Air Doll
Dans un appartement silencieux et sans vie de Tokyo, un homme d'une quarantaine d'années parle avec affection à une poupée gonflable, la touche, lui fait l'amour. Tous les soirs, en rentrant du travail, c'est le même rituel. Un beau jour, comme par magie, la poupée de plastique et d'air, baptisée Nozomi, cligne des yeux. Elle prend peu à peu vie. À présent, la voilà seule dans les rues de la mégapole, profitant de l'absence de son « maître » pour partir à la découverte de ce nouveau monde qui s'offre à elle, plein d'immeubles impersonnels qui poussent comme des champignons et où subsistent parfois, dans les interstices, quelques zestes de poésie. Dans une rue, une boutique l'intrigue particulièrement : un vidéoclub. On y recrute une vendeuse…

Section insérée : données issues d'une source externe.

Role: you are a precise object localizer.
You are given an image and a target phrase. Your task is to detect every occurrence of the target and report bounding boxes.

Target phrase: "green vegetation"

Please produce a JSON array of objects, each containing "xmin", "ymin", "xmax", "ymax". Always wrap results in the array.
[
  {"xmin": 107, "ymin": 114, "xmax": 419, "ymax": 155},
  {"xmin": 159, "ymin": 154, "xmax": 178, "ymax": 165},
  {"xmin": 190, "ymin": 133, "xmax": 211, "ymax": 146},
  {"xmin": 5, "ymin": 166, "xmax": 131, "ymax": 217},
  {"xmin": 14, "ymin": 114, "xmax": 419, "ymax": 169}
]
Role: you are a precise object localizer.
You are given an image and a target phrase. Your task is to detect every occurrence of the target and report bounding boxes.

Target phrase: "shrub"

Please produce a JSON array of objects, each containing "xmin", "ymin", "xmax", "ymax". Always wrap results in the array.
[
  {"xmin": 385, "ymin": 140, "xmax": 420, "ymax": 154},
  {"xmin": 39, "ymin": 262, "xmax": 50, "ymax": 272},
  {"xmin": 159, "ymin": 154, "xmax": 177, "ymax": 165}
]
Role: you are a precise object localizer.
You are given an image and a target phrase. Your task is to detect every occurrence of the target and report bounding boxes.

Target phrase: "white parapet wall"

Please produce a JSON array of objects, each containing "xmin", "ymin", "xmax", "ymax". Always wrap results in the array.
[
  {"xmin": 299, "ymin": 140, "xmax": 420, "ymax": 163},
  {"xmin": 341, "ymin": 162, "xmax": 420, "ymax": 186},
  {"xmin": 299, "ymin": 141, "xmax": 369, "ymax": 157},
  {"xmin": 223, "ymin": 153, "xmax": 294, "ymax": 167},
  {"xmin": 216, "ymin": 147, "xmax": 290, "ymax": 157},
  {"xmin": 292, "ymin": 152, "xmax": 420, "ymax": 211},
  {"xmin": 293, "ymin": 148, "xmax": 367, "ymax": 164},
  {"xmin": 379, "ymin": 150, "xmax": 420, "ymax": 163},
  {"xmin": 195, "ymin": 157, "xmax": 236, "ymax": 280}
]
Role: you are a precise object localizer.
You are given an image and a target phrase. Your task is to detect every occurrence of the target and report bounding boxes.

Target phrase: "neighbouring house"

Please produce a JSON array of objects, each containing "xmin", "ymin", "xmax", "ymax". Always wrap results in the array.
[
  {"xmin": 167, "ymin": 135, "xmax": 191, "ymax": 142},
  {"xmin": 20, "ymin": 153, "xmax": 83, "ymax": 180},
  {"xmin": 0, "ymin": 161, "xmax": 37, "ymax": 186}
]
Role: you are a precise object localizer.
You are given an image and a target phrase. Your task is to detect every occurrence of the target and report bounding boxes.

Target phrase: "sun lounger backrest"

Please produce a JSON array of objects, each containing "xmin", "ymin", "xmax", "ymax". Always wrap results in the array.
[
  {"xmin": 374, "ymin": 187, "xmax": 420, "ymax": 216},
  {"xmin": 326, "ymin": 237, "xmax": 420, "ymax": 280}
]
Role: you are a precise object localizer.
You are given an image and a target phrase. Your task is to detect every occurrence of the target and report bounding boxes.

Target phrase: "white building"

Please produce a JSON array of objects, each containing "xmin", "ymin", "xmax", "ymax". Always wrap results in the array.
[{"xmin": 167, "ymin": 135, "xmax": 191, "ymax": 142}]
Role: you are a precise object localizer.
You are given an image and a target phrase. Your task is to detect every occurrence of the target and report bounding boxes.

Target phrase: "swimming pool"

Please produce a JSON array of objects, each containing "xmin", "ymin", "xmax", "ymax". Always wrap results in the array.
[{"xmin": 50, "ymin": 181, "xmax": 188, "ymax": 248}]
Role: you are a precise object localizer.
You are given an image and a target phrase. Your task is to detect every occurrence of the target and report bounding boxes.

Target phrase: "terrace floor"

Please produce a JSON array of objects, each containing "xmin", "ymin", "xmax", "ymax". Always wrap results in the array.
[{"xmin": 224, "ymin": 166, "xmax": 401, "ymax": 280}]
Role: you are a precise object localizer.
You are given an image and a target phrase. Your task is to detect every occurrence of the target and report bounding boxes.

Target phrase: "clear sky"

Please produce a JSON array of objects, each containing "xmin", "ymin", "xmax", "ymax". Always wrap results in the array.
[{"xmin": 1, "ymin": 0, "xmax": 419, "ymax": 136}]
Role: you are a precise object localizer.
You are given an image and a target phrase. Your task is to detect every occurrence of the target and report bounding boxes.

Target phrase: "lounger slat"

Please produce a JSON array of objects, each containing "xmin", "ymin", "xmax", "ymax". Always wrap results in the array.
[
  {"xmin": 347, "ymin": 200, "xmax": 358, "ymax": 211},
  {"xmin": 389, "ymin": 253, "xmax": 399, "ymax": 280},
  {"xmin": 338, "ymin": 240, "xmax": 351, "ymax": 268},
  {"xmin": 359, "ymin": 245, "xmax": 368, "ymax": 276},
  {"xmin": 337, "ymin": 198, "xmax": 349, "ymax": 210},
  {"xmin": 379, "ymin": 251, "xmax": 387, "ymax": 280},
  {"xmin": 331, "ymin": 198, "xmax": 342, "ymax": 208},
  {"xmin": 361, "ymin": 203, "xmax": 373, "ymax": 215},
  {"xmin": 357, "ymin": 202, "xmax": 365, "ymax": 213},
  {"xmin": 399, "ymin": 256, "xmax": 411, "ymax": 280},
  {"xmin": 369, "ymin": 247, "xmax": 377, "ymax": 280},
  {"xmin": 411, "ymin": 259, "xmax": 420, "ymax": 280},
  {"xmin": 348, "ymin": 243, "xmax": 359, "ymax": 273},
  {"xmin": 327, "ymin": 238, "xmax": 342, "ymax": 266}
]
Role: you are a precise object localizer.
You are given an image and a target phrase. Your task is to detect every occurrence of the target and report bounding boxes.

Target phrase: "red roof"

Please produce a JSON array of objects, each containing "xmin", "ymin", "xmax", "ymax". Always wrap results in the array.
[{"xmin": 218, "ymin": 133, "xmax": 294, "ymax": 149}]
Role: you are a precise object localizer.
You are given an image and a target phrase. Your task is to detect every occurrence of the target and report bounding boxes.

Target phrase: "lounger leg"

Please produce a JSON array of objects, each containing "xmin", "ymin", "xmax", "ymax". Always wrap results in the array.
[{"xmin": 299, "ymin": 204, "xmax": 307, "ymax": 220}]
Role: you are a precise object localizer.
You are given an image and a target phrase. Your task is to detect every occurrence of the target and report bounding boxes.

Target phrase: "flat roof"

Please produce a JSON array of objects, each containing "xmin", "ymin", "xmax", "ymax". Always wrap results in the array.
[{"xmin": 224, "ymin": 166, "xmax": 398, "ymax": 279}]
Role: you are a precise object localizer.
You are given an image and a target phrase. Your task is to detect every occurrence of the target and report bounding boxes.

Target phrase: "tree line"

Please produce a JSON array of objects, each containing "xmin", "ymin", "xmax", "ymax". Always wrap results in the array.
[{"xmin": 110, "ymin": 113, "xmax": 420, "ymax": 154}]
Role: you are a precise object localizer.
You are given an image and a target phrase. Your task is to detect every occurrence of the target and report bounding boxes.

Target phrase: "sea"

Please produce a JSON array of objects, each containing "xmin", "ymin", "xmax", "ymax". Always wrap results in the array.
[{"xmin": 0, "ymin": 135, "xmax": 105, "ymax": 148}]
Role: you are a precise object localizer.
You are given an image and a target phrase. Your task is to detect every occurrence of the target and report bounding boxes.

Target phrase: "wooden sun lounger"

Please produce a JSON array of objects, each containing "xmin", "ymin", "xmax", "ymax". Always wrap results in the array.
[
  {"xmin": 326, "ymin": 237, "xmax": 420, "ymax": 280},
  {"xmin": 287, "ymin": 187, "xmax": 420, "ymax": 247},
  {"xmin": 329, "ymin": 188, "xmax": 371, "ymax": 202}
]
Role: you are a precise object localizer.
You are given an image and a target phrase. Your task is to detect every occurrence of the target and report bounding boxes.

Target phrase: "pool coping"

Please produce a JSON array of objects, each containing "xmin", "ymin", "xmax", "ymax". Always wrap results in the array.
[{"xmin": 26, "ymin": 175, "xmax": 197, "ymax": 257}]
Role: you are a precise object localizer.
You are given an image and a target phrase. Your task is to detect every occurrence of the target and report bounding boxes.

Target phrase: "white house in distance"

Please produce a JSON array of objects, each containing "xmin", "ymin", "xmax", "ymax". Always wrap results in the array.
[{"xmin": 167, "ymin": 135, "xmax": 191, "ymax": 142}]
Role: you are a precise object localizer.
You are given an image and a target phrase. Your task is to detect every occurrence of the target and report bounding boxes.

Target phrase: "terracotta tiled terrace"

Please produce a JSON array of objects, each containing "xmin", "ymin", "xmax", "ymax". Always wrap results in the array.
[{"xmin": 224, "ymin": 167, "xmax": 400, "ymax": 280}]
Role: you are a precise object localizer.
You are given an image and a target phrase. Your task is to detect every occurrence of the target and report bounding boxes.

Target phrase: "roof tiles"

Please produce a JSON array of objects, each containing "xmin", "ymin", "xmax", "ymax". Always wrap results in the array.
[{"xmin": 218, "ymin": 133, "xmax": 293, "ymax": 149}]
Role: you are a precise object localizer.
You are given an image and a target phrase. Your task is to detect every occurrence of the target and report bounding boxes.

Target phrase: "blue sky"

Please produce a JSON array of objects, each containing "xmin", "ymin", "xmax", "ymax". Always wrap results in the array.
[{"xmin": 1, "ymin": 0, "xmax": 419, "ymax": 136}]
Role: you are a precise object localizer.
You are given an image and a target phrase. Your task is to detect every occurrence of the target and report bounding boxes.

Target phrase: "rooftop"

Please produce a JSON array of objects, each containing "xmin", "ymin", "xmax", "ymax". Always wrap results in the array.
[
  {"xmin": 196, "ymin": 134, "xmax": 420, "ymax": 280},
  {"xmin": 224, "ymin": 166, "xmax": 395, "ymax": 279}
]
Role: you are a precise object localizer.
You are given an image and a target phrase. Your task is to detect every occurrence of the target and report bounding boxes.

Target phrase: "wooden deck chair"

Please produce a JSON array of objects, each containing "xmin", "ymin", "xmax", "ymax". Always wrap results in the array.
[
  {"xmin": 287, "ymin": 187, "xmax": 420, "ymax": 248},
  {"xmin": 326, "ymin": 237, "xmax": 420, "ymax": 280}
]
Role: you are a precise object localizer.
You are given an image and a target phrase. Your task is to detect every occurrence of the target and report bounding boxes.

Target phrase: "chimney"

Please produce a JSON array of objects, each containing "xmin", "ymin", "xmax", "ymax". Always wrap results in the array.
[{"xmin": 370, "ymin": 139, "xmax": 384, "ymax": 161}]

Via une fable fantastique et urbaine au postulat casse‑gueule, adaptée d'un manga, Kore‑Eda (nominé pour la Palme d'or pour Nobody Knows en 2004, et également connu pour Still Walking et After Life) livre sa vision mélancolique et éthérée d'un monde dont il symbolise le vide existentiel par celui, bien réel, qui emplit l'enveloppe de plastique de sa poupée. Le réalisateur file donc la métaphore tout au long de son film, allant jusqu'à faire avouer à ses personnages qu'ils sont aussi vides à l'intérieur que l'est Nozomi.
Le metteur en scène ne se contente pas de cette image, profitant de la spécificité de son personnage principal, mi‑humain mi‑objet, pour tenter une seconde métaphore, celle de la femme japonaise : en retrait, en silences, en pulsions inassouvies tandis que l'homme la désire selon des fantasmes standardisés (voir la conception des visages des poupées gonflables dans l'usine ou encore la garde‑robe très enfantine de Nozomi).
Le procédé est parfois facile, mais permet à Kore‑Eda de livrer quelques séquences fortes, pleines de poésie et parfois étrangement érotiques, déplaçant sa caméra avec une lenteur contemplative, comme pour mieux ralentir la société qu'il filme, monde agité par un flux perpétuel et ininterrompu et où tout est interchangeable, jetable. Décidément, la mégapole japonaise vue par ses contemporains semble, au mieux, plongée dans un spleen inconsolable, au pire, comme chez Sono Sion (Suicide Club) ou Tetsuya Nakashima (Confessions), tourmentée par ses démons, l'individualisme en tête.